Your ticket has a 13.237802900152577 chance of winning with 2 numbers. In other words, you have a 1 in 8 chance of winning.
--------------------
Your ticket has a 1.7650403866870101 chance of winning with 3 numbers. In other words, you have a 1 in 57 chance of winning.
--------------------
Your ticket has a 0.0968619724401408 chance of winning with 4 numbers. In other words, you have a 1 in 1032 chance of winning.
--------------------
Your ticket has a 0.0018449899512407771 chance of winning with 5 numbers. In other words, you have a 1 in 54201 chance of winning.
--------------------


# Conclusion

We set out to develop a logical brain for engineers to design an app around, and we're finished with the first iteration!

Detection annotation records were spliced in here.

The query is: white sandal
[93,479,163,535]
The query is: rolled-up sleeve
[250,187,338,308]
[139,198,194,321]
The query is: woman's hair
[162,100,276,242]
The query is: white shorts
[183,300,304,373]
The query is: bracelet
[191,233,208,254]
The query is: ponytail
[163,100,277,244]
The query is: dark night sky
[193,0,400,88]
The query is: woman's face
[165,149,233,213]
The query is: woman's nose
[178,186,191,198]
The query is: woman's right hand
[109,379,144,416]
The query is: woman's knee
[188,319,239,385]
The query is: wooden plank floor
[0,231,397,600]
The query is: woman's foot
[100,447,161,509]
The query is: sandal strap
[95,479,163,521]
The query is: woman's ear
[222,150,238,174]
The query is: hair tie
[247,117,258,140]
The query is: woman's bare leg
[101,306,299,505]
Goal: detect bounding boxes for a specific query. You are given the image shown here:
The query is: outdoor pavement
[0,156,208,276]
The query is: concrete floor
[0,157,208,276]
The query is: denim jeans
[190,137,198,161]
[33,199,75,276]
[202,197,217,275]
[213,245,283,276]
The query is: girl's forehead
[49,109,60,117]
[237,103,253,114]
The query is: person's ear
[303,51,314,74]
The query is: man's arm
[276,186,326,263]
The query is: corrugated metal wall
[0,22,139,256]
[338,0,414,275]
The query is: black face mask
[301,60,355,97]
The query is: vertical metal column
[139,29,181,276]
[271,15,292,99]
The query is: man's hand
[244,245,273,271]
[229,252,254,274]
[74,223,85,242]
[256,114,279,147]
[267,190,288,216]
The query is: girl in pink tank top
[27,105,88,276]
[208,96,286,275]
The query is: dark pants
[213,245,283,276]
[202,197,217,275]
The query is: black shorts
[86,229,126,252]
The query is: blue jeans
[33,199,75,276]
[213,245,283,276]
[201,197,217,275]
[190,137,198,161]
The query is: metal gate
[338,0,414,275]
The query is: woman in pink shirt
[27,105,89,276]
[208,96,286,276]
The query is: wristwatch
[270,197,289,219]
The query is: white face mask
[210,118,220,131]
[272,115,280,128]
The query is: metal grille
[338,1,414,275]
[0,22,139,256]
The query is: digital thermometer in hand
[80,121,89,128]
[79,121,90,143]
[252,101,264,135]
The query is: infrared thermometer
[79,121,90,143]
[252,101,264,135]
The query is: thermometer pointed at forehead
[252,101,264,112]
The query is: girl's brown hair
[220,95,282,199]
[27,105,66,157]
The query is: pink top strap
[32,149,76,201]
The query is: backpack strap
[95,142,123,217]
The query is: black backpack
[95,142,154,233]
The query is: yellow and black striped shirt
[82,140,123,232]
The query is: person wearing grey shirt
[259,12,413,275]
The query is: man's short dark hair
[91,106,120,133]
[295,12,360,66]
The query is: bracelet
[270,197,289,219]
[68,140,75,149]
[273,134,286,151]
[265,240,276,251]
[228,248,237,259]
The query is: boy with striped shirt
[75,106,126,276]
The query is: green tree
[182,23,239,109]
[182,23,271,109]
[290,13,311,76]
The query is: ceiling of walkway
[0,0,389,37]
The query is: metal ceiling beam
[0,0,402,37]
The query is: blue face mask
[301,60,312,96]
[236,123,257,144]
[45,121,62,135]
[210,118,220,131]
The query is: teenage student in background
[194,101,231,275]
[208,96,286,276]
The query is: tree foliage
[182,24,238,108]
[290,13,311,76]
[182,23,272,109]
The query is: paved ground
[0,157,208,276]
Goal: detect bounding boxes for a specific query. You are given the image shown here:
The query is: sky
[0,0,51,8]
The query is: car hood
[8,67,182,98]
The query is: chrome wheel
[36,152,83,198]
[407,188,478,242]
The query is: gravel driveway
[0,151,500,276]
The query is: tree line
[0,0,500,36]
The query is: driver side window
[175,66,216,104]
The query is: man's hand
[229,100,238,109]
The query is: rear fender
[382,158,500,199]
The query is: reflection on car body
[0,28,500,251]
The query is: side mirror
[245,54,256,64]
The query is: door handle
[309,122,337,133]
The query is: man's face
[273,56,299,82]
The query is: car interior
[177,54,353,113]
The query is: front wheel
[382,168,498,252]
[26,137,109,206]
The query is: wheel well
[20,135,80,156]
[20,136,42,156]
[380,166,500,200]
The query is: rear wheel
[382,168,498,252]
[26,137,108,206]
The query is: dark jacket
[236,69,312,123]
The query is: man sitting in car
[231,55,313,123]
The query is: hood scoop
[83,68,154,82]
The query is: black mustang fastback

We developed:

- one_ticket_probability()
- check_historical_occurrence()
- multi_ticket_probability()
- probability_less_6()

These should allow users to face their gambling addictions with a basic, fundamental level of truth.

Future features might include:

- Making outputs more fun by adding analogies. Example: "You are 300 times more likely to get salmonella than win the lottery." Note: We don't know if that's true. It's just an example.
- Combining one_ticket_probability() and check_historical_occurrence() to show probability & historical occurrence at the same time.